Klasifikasi Pengetahuan (Taksonomi Bloom)
Dekomposisi kemampuan kognitif dalam mengelola isu pangan global disusun berdasarkan tujuh level taksonomi:
| Level | Kategori | Aplikasi pada Ketahanan Pangan |
|---|---|---|
| L1 | Remember | Mendefinisikan terminologi undernourishment dan food insecurity. |
| L2 | Understand | Mengklasifikasikan wilayah dengan tingkat kelaparan tertinggi berdasarkan data SOFI 2023. |
| L3 | Apply | Memprediksi krisis nutrisi di zona konflik atau wilayah terdampak cuaca ekstrem. |
| L4 | Analyze | Mengurai elemen hambatan logistik dalam rantai pasok pangan global. |
| L5 | Synthesize | Menyusun model distribusi pangan yang menggabungkan sumber daya alam dan teknologi. |
| L6 | Evaluate | Menilai nilai ekonomi dan sosial dari implementasi node otonom pangan. |
| L7 | Create | Merancang arsitektur "Teater Kerja" pangan (TISE 2.0) secara komprehensif. |
Peta Pengetahuan Primitif
Fokus: Pengetahuan Deklaratif (Fakta & Definisi).

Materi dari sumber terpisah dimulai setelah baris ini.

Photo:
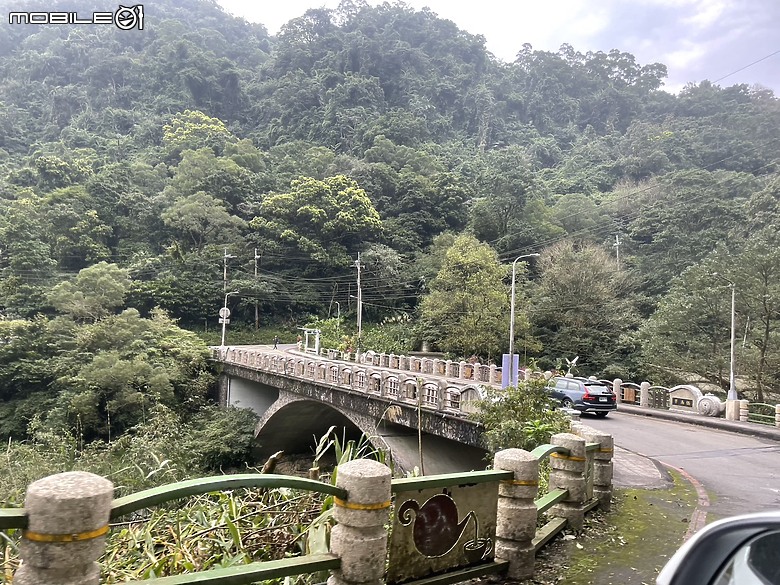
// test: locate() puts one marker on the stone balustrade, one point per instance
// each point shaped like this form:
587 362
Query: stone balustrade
423 386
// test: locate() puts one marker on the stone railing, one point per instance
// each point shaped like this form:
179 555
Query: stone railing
461 370
445 528
428 390
690 399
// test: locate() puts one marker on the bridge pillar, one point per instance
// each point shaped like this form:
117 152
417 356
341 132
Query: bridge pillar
68 522
360 539
517 515
568 472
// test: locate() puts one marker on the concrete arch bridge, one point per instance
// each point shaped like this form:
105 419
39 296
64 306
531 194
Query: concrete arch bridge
299 396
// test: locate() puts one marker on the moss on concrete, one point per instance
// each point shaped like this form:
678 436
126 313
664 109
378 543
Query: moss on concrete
630 544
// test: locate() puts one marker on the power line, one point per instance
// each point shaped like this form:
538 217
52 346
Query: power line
747 66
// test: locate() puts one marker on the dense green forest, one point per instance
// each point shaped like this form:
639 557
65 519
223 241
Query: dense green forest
139 168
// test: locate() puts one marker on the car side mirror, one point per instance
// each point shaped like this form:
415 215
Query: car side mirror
743 550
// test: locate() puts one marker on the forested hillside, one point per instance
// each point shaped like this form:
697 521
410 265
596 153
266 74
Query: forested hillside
138 168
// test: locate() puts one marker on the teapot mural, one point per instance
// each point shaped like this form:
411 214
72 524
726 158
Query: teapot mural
437 530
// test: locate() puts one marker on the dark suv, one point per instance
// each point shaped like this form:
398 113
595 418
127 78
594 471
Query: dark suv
582 394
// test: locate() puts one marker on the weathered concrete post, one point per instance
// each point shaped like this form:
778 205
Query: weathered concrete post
732 409
516 520
68 522
744 410
644 394
359 538
617 385
568 473
602 464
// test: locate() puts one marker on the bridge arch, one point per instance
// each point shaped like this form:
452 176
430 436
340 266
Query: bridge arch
295 424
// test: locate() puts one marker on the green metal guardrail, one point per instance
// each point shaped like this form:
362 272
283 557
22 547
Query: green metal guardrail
762 413
16 518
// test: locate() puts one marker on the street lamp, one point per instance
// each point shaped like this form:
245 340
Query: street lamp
512 320
224 313
732 395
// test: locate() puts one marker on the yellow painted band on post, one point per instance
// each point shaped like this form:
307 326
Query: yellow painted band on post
354 506
77 537
569 457
520 481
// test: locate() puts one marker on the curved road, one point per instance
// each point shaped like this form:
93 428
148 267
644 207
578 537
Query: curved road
740 473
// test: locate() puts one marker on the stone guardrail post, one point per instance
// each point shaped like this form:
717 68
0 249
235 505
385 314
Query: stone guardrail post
602 463
68 522
744 410
360 539
517 514
617 388
644 394
568 472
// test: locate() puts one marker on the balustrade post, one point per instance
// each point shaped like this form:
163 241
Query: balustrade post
68 522
359 538
744 410
602 463
617 388
517 514
568 472
644 394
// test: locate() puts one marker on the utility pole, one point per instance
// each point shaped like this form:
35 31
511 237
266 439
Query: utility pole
360 304
224 271
257 310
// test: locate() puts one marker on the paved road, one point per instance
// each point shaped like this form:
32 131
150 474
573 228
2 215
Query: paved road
741 473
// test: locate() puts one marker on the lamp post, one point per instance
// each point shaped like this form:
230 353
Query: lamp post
512 320
732 395
224 314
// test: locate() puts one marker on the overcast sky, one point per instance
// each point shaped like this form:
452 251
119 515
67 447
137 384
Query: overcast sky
695 39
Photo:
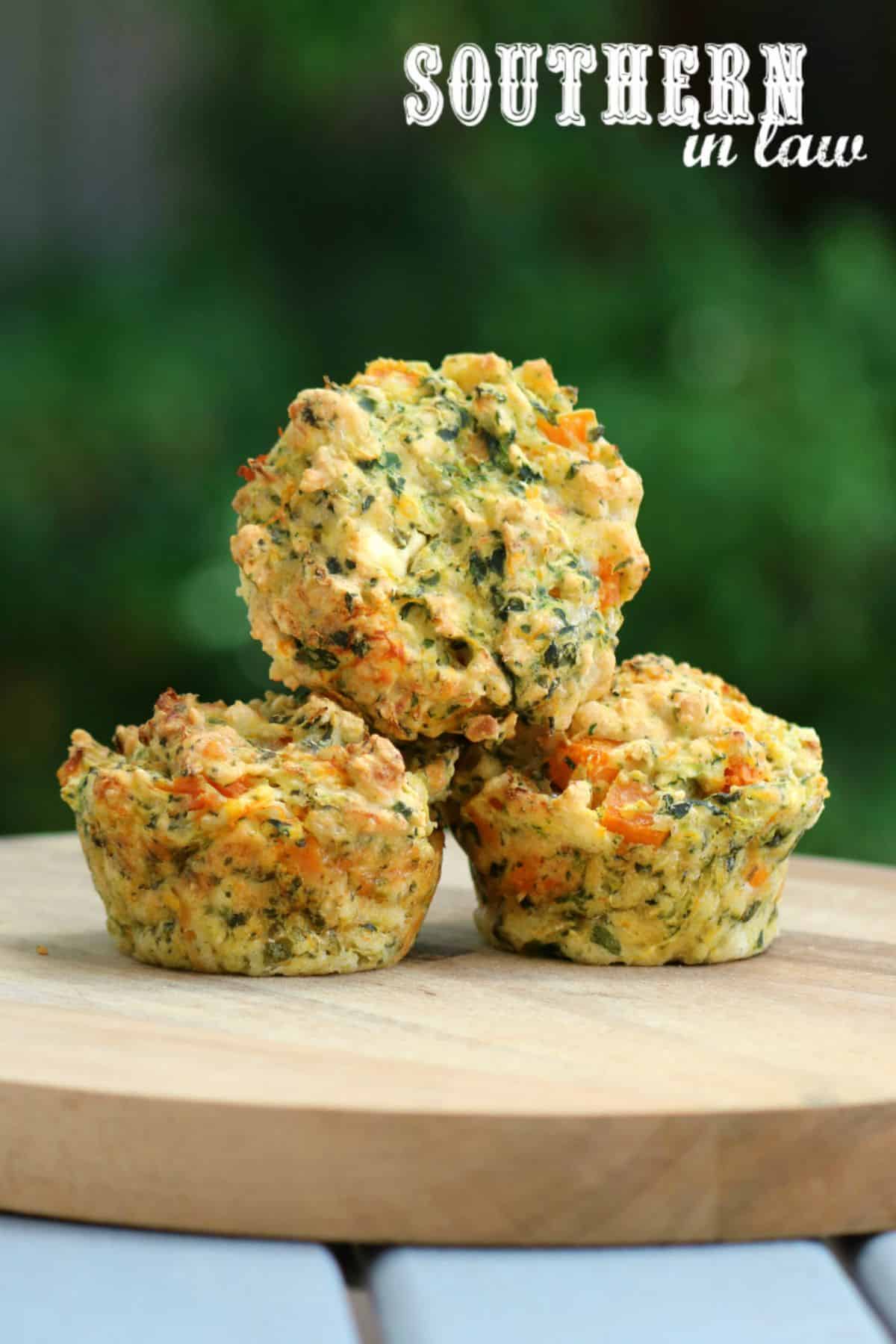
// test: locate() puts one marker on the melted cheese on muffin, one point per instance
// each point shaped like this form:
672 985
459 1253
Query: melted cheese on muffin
276 836
656 831
442 550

Berfungsi mengorganisir "Apa" dari pengetahuan pangan, meliputi prinsip dasar fisik dan sosial pada Level 1-2 Bloom untuk memahami data dasar kerawanan pangan.

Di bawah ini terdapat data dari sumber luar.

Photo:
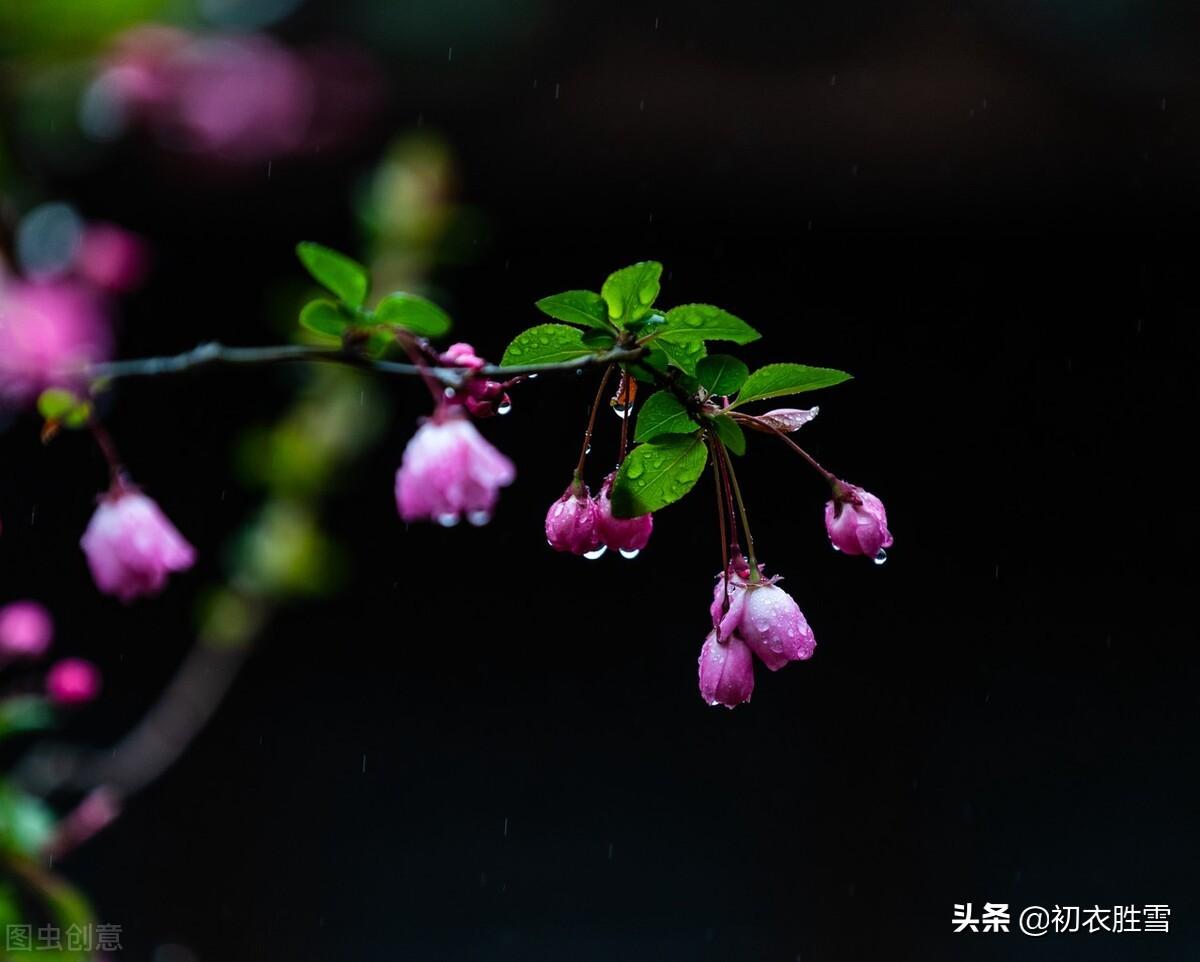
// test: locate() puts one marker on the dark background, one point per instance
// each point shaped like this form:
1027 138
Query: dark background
984 211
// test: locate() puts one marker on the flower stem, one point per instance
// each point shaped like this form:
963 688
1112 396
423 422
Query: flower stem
767 426
108 449
742 511
214 354
592 424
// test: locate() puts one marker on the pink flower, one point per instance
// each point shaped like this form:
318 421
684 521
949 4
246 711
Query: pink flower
48 331
726 671
132 547
627 535
481 396
766 618
857 522
571 522
72 681
112 257
449 470
25 630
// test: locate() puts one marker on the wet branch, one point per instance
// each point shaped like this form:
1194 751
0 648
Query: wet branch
214 354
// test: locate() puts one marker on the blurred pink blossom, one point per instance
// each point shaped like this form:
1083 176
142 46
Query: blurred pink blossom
132 547
48 331
72 681
25 630
449 472
111 257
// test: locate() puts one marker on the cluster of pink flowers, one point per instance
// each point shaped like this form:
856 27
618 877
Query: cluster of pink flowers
27 632
449 472
755 618
750 617
581 524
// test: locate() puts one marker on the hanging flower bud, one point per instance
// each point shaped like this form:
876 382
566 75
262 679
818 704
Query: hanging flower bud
571 521
72 681
765 617
132 547
726 672
25 630
449 472
628 535
857 522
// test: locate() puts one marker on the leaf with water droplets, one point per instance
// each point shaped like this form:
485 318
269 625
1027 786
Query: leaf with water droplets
546 343
630 292
721 374
703 322
784 419
336 272
730 434
658 474
663 414
325 318
683 355
775 380
582 307
413 313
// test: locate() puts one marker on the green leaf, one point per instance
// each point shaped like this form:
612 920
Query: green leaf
336 272
775 380
63 408
630 292
721 374
702 322
582 307
24 713
546 343
324 317
25 822
54 403
413 313
599 340
683 355
730 433
663 414
658 474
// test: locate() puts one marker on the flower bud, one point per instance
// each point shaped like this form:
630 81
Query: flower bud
25 630
765 617
72 681
621 534
571 522
132 547
726 672
857 522
449 472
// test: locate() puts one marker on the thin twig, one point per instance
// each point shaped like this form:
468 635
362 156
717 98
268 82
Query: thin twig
214 354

Peta Pengetahuan Aplikatif
Fokus: Pengetahuan Prosedural (Langkah Solusi).
Dirancang untuk membimbing proses "Bagaimana" memecahkan masalah kelaparan secara dinamis melalui integrasi konsep dan langkah operasional Level 4-7 Bloom.
VALORISE: Menyelesaikan Paradoks Agensi
Metodologi VALORISE diterapkan untuk memastikan penggunaan AI dalam sistem pangan tidak melemahkan agensi manusia. Paradoks pendidikan rekayasa muncul ketika mesin menjadi lebih pintar namun agensi siswa justru terkikis akibat ketergantungan jawaban instan.
Melalui D-Agent dengan "Anti-Answer Constraint", sistem dilarang memberikan jawaban langsung. Sebaliknya, sistem memicu Penalaran Otobiografis: "Tantangan pangan ini kompleks. Kapasitas apa yang Anda miliki untuk meresponsnya secara bermakna?".
Hal ini memaksa mahasiswa menjadi Protagonis-Penulis dalam membangun narasi agensi pribadi guna menghasilkan produk pengetahuan yang memiliki nilai nyata bagi kemanusiaan.